Any suggestions would be appreciated!!!
:hair: :hair: :hair:


----------



## freedomstarfarm (Mar 25, 2011)

Higher protien dog food is best for very active breeds or breed that are working like a husky. I wouldn't give it to LGD that lays around all day. :wink: 

If you want to keep the dogs and solve them problem my best suggestion would be to get a remote collar. Use it exactly like this....
Put it on with the power off; it needs to have the metal nubs touch the skin. Leave it on a few days either all day or just when you do chores but if you leave it on be sure to take it off when you are out there once a day. Day 3 or so when you put it back on have it turned on. Now put the protien pail back out during your chores. Go where the dog can't see you but you can watch or have the remote in your pocket but don't let the dog know you have it or are watching. When the dog goes to the pail and licks zap the dog (don't say anything or let the dog know you are watching). If they lick again zap again. It should only take 3 times at the very most (if it takes more it most likely wont work). The keys are not to let the dog know that the zap is coming from the collar (by doing the collar a few days before the set-up); not letting the dog know the zap is coming because you are watching (you want the dog to not mess with the pail all the time not just when you are there). 

Some people feel that these remote collars are cruel. They are very often misused and can be cruel if the dog has no way to avoid the zap.
Just my suggestion for a solution if you want to try. Oh and the collars are about $100 + new but worth it if the other option is getting new dogs. :wink:


----------



## GotmygoatMTJ (Apr 25, 2009)

I would love to get zap collars for the dogs (I'd have to shave their necks first though lol)

But I am afraid that the male, Shadow, will think one of the goats did something. He has been known to try and 'straigten out' our fainting goat for being 'too close' to his food. When the goat was actually about 10 feet away. Of course the poor goat was scared stiff and her the dog is trying to rip her ears off. I about grabbed my shotgun that day....

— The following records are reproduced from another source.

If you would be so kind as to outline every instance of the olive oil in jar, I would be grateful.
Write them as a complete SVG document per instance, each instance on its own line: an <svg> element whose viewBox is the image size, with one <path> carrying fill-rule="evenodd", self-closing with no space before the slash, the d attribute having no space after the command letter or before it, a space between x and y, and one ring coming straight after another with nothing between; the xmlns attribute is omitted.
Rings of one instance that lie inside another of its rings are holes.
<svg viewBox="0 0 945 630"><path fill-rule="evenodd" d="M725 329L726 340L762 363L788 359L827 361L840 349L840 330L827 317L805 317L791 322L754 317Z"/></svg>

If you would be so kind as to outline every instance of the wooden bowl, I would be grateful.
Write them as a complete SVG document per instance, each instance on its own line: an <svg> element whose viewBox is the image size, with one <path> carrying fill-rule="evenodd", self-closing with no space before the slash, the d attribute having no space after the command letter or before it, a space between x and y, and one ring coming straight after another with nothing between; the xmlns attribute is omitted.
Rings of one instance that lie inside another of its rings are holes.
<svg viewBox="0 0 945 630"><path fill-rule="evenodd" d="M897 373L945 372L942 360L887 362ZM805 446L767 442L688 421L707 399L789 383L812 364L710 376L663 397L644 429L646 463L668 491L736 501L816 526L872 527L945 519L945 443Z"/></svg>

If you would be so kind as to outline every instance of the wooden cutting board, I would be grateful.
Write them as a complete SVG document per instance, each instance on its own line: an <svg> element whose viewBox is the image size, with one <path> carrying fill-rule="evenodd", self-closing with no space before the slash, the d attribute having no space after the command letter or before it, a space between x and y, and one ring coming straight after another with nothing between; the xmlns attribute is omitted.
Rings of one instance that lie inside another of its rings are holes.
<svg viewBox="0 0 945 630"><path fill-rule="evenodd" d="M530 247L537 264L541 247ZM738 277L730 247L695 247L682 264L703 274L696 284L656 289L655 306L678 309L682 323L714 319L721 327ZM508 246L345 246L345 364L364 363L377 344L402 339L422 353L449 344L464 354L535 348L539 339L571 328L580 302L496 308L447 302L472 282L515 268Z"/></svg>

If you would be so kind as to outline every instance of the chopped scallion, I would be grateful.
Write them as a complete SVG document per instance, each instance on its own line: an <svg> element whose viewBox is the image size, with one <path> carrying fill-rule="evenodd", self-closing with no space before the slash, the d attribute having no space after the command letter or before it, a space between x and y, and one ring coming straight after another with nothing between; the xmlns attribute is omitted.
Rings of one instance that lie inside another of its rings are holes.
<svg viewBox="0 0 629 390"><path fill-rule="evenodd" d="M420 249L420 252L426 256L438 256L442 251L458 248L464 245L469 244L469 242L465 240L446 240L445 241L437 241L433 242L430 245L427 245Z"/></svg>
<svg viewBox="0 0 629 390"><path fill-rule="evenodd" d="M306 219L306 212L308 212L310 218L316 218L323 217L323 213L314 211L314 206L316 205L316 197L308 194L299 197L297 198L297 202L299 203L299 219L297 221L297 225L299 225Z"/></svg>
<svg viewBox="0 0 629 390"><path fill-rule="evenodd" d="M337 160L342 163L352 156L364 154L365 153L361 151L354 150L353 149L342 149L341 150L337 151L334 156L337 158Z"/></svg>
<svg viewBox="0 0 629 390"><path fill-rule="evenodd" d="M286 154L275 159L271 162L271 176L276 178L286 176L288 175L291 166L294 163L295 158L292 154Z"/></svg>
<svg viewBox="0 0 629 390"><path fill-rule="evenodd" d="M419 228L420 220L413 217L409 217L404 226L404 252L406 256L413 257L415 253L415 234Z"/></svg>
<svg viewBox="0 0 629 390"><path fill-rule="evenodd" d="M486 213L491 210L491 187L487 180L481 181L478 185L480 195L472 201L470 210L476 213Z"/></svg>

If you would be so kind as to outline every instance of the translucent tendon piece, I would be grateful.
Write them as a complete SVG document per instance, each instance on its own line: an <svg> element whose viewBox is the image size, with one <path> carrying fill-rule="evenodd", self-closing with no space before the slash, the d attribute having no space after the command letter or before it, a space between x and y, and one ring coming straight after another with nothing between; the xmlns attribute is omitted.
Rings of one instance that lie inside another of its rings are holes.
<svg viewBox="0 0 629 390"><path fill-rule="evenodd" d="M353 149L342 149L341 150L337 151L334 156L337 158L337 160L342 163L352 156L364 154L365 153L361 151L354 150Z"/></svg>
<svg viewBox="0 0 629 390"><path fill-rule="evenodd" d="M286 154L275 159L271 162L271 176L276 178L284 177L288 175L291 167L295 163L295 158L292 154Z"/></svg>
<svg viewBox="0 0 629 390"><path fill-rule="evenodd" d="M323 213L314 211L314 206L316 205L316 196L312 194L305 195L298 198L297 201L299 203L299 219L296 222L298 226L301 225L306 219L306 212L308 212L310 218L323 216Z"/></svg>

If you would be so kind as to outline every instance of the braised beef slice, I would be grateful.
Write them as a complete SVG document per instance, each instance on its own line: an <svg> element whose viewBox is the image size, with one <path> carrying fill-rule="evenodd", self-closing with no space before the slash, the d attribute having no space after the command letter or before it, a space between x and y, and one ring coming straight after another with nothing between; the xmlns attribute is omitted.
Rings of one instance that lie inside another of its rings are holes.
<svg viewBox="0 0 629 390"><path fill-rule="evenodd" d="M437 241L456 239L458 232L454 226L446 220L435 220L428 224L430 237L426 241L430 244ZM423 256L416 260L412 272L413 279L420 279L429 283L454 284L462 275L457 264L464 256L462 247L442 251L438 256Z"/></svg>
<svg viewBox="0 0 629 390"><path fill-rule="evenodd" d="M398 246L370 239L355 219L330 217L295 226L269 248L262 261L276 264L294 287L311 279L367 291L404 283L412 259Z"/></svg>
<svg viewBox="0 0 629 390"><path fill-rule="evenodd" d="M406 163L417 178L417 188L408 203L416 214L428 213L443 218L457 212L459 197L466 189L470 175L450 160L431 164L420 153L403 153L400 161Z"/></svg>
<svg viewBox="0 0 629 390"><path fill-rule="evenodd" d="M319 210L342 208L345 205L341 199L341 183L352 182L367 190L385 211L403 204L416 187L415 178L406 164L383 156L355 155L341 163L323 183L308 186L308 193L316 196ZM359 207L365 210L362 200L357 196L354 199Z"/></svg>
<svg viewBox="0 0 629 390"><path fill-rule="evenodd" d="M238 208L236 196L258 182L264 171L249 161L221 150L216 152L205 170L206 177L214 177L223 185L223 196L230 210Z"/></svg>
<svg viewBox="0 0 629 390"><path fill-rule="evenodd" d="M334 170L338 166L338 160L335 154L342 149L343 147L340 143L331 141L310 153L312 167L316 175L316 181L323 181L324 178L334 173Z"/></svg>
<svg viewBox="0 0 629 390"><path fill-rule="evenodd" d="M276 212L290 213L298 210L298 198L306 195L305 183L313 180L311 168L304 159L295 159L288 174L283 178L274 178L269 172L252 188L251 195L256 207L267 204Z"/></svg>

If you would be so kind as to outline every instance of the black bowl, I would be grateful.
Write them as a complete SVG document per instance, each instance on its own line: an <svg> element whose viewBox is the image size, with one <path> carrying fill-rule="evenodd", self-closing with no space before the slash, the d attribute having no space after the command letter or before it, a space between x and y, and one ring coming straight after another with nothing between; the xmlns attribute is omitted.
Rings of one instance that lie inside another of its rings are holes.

Anyways, if I shock him and the goats are around, I'm just so afraid he'll turn on the goats. Then what?


----------



## freedomstarfarm (Mar 25, 2011)

Well if I had a LGD that I feared would turn on the goats I wouldn't have a LGD. I think they are supposed to be a protector of the herd and never a threat. 
The intent with using the collar as I said would be that the dog would associate the zap with that protien pail. They have incredible noses and would know any protien pail from many feet away and should always stay away from all of them from zap point on. 
Not sure I feel comfortable telling you to try it just be sure the goats aren't around if this dog has gone after a goat 10 feet away before. :?


----------



## GotmygoatMTJ (Apr 25, 2009)

I am hoping we are going to find them a new home. I just stress too much about them. I will look into the collar though, just gotta be careful with it and maybe have a stick handy. *sigh*


----------



## freedomstarfarm (Mar 25, 2011)

The quicker and most timely the zap can be the most effective result. :wink: For your goats safety if the dog is questionable maybe have the goats put away when you do this just so noone gets hurt.


----------



## lissablack (Nov 30, 2009)

If I was you I would take the protein lick things away altogether until you can get rid of the dog. This sounds just not good. Can you separate the dogs from the goats?


----------



## myfainters (Oct 30, 2009)

Have you had this dog since it was a pup? Sounds like he/she has NOT had proper training. What is your response when the dog launches onto your goats ear? Does he only get yelled at? Does he get moved to a crate/jail for punishment without the food he was protecting? Does he KNOW that to turn on the goats and actually bite is absolutely not tolerated? Doesn't sound like it. Sounds like you have a dominance issue going on. The dog likes the protein tub...so he/she guards it because he views himself as the dominant, he guards his food because he is the dominant. The problem is not the dog...it is the lack of a heirarchy over the dog. LGD needs to be last on the totem pole. It needs to submit to you, needs to submit to the goats. This dog is the pack leader...that is supposed to be your job.


----------



## freedomstarfarm (Mar 25, 2011)

myfainters said:


> Have you had this dog since it was a pup? Sounds like he/she has NOT had proper training. What is your response when the dog launches onto your goats ear? Does he only get yelled at? Does he get moved to a crate/jail for punishment without the food he was protecting? Does he KNOW that to turn on the goats and actually bite is absolutely not tolerated? Doesn't sound like it. Sounds like you have a dominance issue going on. The dog likes the protein tub...so he/she guards it because he views himself as the dominant, he guards his food because he is the dominant. The problem is not the dog...it is the lack of a heirarchy over the dog. LGD needs to be last on the totem pole. It needs to submit to you, needs to submit to the goats. This dog is the pack leader...that is supposed to be your job.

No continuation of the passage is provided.